You are still living with the effects of your illness? How does this impact your enthusiasm and ability to keep working on your very physical theatre shows?

“Yes, I am still living with the effects of my illness, and it’s a constant test of my will,” Andi says. “Most days I wake up and say, ‘What is possible today?’ I always find possibility, no matter what. This is what has saved me from the brink. I’d say because I’ve been through so many years of a malfunctioning body, of so many stops and starts, and the huge grief that comes with saying goodbye to a certain way of life and adapting to the new, I know that anything can happen at any moment, good or bad (it’s all ultimately good, really), so I try to make the most of everything and that’s what keeps me enthusiastic for life.

“Certainly, there were periods where I thought it might take me down, but my relationship with my illness is completely different these days: now we are friends. We still fight occasionally, but we always kiss and make up.

“I do laugh at myself though, that I’m such a physical performer who likes to pack in so much to a show, while trying to rest my body and navigate some pretty hard-core symptoms that often feel as if they prevent me from being as physical as I’d like. It’s wonderfully absurd and forever teaching me how to do more using less. I’m forever pushing my own boundaries and trying to look after myself as much as possible.”

You write your own shows. Is this a totally solitary occupation or are there other people involved in the process?

“I predominately work alone – it is hours of me just bouncing around in a studio space, filming my countless improvisations, and eventually threading it all together, however, once I’ve reached a certain point, I do bring in other people to give feedback. I think this is crucial as a solo theatre-maker.
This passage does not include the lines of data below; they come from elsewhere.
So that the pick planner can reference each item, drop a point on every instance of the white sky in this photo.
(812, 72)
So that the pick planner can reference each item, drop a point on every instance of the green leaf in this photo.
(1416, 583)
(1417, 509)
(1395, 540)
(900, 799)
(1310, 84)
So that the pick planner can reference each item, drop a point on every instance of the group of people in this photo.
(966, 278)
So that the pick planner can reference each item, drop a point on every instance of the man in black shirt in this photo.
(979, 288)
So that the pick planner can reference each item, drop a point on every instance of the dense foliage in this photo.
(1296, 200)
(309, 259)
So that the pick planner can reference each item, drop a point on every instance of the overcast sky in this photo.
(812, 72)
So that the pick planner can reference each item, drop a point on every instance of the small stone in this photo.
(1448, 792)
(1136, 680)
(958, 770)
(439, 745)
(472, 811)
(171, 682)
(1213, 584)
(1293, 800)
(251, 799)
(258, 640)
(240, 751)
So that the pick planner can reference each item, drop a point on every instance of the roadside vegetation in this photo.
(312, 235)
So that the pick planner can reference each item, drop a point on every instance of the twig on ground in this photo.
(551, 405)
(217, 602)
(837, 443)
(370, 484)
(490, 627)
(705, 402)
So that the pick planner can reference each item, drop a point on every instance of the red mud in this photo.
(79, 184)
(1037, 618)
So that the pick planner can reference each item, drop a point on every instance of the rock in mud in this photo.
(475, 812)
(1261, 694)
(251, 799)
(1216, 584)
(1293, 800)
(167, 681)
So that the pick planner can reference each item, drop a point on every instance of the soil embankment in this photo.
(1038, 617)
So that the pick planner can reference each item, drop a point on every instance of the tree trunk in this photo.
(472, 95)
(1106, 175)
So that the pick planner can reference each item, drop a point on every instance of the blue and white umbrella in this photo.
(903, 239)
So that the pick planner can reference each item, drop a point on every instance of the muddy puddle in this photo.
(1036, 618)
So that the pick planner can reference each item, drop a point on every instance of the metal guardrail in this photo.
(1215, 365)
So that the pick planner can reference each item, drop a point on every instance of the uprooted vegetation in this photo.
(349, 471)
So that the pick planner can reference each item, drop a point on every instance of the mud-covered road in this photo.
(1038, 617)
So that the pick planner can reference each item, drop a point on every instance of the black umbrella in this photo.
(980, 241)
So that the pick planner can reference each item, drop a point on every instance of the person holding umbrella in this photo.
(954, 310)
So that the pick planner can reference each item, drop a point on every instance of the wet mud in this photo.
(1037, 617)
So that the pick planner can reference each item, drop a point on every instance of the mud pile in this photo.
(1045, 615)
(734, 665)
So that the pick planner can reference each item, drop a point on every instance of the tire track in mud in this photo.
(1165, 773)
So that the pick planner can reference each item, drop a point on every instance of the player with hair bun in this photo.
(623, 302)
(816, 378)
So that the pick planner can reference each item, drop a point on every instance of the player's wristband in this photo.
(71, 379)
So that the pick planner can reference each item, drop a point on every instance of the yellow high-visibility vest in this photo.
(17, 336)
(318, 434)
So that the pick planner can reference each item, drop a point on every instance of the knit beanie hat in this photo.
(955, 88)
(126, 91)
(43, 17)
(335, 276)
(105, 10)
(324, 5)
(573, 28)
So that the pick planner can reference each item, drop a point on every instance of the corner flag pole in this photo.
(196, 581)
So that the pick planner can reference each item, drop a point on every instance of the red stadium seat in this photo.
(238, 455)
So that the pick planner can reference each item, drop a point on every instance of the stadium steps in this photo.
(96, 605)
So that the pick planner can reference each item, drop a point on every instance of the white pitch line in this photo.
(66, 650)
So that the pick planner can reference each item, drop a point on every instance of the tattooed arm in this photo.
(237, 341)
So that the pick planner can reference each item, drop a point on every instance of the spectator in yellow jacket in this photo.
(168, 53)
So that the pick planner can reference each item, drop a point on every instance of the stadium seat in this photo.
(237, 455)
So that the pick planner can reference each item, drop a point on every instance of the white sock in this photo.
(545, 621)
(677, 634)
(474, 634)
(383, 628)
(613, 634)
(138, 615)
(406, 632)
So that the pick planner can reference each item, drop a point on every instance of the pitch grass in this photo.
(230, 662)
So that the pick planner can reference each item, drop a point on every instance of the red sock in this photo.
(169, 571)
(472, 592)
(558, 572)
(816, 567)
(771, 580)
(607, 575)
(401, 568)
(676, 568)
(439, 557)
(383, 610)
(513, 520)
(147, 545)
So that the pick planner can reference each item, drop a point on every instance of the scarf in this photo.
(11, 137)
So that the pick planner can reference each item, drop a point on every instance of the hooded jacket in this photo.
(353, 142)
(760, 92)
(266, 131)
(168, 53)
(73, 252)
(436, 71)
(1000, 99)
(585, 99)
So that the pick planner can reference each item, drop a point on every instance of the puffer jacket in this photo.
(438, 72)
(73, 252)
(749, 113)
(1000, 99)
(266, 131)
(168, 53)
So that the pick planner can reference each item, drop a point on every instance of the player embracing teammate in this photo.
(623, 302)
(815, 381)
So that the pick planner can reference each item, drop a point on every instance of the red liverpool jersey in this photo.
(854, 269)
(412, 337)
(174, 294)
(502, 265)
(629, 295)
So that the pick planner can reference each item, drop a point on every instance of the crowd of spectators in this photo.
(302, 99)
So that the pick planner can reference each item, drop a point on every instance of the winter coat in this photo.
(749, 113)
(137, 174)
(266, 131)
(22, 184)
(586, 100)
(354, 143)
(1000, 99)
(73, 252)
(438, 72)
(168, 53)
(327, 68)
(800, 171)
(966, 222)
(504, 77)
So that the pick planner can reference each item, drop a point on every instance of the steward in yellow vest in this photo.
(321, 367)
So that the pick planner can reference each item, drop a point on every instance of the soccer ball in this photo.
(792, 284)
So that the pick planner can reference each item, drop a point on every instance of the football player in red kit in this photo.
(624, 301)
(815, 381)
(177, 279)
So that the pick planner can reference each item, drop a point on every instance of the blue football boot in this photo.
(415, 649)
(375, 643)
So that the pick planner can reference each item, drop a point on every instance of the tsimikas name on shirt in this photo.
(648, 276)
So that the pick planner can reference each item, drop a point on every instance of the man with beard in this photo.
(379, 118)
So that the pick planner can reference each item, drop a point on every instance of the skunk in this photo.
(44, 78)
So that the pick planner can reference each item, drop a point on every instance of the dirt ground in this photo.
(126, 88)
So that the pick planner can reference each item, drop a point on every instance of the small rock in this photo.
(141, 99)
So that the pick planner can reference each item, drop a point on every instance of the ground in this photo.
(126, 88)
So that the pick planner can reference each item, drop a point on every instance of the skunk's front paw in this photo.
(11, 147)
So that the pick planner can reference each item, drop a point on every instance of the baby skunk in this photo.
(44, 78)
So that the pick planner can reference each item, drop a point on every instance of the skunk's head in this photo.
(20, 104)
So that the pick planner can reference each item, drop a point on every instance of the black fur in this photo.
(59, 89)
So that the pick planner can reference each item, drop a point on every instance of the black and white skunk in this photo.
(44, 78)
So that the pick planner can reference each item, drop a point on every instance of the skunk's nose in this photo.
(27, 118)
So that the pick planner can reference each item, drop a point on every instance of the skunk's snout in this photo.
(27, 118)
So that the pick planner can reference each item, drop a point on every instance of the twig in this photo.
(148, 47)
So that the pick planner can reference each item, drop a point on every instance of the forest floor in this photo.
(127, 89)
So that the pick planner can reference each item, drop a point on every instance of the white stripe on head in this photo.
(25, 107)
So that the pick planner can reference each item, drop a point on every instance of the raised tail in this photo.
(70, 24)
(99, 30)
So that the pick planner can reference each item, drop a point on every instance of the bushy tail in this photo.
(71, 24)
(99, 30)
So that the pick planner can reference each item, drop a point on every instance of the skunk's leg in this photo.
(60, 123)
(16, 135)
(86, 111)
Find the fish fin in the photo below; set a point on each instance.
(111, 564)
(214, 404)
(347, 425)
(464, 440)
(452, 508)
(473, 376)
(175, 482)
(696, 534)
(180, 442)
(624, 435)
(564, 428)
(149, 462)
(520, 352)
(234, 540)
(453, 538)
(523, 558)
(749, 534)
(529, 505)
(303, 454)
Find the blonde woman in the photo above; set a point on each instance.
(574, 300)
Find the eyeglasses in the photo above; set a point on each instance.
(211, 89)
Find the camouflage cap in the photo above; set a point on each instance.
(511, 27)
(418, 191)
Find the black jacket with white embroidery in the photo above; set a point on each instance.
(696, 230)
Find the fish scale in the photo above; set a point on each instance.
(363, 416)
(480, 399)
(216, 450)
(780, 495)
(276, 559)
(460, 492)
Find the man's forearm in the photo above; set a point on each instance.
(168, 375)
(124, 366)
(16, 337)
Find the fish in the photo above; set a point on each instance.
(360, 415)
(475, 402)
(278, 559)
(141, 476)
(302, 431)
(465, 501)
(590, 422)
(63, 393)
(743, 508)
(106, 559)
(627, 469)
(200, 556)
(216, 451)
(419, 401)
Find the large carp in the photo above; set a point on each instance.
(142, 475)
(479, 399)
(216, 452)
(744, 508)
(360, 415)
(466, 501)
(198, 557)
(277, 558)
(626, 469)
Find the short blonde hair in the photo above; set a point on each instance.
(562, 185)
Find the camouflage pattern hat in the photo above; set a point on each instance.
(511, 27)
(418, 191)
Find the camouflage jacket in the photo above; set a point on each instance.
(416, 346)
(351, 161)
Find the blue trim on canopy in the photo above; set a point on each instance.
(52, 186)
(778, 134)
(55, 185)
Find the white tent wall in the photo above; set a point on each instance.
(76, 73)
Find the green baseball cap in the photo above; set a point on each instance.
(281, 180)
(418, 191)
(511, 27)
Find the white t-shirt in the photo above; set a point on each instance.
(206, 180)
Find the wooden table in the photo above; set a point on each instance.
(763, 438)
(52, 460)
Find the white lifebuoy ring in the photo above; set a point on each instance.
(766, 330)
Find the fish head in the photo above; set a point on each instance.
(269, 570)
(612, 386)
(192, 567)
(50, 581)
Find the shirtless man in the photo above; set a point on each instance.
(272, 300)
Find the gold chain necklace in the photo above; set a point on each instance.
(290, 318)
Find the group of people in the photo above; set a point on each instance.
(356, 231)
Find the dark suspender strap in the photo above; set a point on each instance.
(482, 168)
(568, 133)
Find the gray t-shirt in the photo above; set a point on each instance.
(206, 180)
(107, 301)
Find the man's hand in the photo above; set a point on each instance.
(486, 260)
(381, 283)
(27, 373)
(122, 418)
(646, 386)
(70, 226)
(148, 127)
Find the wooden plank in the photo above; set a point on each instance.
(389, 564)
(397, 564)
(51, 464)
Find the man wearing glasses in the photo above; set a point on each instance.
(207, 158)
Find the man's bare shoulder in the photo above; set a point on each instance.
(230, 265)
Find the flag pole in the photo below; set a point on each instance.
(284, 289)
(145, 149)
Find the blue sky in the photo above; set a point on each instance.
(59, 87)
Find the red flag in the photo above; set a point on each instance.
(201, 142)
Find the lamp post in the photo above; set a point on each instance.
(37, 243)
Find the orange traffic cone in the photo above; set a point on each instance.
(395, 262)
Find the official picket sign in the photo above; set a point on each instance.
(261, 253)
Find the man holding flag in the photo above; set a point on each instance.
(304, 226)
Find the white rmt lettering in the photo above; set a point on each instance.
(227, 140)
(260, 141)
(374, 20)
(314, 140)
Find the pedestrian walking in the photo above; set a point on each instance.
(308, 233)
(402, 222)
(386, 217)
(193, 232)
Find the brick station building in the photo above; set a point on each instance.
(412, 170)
“In the earlier stages of the show’s development, I worked with director Danielle Cresp. Because this is our third collaboration,” Andi says, “she knows me inside out and we have this shared language, so things can shift quickly when we’re in a room together. Once the show found its feet, I went off on my own again and re-worked parts, particularly the narrative structure. That’s when I brought in dramaturg Fiona Scott-Norman who is just so wonderfully no bullshit and a great motivator for making brutal cuts to the writing.

“For this Adelaide season, I have worked mostly alone, partly due to living more regional and partly due to COVID restrictions. It was hard for a while there to even find a space to rehearse in with all venues closed, so this was a very different rehearsal period for me, but I’m feeling good about where the show’s at now. It has grown so much over the years and having a whole year away from it then coming back to it has been very re-invigorating.”

Is there anything else you would like to tell us to encourage us to come along to see Happy-Go-Wrong?

“I guarantee you won’t have seen anything like this show before!” Andi says. “Come say hi in the foyer afterwards. I love meeting my audience!”

Happy-Go-Wrong performs at Mainstage at Bakehouse Theatre from 8pm on Wed 10 Mar until Sat 20 Mar.